Pourtant, Ilai Rowner est loin de la course au best-seller, comme le souligne l'article. Il ne recherche pas à créer des personnages auquel le grand public pourrait s’identifier. Il veut que son écriture soit différente : « un acte linguistique musical, relativement sourd, secret, qui essaie d’entendre une voix presque inaudible parmi les bruits du monde. Par exemple l’archet d’une contrebasse qui tombe sur le plancher.  Ou les pas d’un médecin, une porte qui s’ouvre, un arbre à la fenêtre […] Quand j’écris, j’essaie d’ériger une sorte de construction. Pas une cathédrale comme voulait le faire Marcel Proust, mais plutôt une petite construction fragile qui se bâtit peu à peu et tente de créer une force et une intensité qui sont censés entrainer le lecteur et l’ouvrir vers cet impossible qui est raconté. Sur le plan symbolique, il existe un combat sans concession entre la vie et l’art, et le livre veut dire en fait que l’art est impossible et réservé à des êtres exceptionnels, dont le héros ne fait pas partie »

"L'écriture est ma musique et mon arme"

Cette interrogation constante sur le lien entre la vie et l’art, qui torture son personnage, le préoccupe en permanence: « On ne choisit pas d’être écrivain» dit-il encore. «Quelque chose vous y pousse.
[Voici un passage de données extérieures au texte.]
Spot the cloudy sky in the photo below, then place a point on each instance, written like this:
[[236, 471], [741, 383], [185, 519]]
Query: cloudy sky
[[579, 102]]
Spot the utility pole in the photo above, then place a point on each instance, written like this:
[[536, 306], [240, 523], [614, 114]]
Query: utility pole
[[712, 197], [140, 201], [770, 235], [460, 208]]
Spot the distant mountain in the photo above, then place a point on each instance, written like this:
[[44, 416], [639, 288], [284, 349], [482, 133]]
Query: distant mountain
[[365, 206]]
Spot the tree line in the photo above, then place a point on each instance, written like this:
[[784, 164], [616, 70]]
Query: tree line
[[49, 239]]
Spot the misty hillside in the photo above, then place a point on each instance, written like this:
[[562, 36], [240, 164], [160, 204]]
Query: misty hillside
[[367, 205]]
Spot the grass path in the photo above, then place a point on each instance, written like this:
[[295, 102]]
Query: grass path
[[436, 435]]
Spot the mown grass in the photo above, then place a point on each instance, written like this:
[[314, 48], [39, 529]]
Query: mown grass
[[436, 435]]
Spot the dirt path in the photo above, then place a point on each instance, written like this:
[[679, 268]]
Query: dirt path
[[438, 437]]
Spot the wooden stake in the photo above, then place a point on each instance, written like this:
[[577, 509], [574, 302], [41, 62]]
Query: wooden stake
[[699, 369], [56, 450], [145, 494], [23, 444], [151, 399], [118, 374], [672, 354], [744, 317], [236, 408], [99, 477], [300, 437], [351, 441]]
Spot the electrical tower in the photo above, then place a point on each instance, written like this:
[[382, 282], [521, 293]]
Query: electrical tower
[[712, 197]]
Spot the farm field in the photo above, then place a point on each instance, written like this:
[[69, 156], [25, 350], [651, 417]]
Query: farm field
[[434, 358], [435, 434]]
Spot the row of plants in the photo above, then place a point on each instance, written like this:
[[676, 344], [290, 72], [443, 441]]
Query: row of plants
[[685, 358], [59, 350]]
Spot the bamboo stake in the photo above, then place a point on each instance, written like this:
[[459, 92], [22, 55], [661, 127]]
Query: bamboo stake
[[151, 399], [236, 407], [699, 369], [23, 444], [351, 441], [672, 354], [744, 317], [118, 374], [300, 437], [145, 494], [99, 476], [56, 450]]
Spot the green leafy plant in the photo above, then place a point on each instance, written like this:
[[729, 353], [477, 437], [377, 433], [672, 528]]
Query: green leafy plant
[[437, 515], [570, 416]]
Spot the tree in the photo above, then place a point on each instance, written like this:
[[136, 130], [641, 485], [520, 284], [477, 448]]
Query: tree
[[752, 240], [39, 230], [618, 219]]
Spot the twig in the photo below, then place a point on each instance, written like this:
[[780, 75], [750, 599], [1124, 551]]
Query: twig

Je ne me considère pas comme un écrivain. L’écriture est un artisanat, je ne sais pas comment cela arrive. Comment un mot vient après l’autre, une phrase après l’autre, et comment cela forme finalement une construction. Je ne sais pas non plus faire autre chose….l’écriture est ma musique et mon arme, c’est la grande chose pour laquelle j’existe. J'y suis soumis. Je m’efface devant elle ».

Israélien de naissance mais Français de cœur, Ilai Rowner est à cheval entre deux cultures: « on peut voir dans mes deux livres l’histoire d’une littérature qui vient d’ailleurs […] la fillette et l'archet ne se passe pas en Israël.  Déserteur se déroule à Paris, et le personnage a des ‘flash-back’ de ce qu’il a vécu en Israël. Mon prochain roman parlera de deux clochards parisiens qui font le chemin inverse et émigrent en Israël, pour vivre l’expérience israélienne. Un roman qui sera plus amusant, moins triste et moins lourd sur le plan affectif ».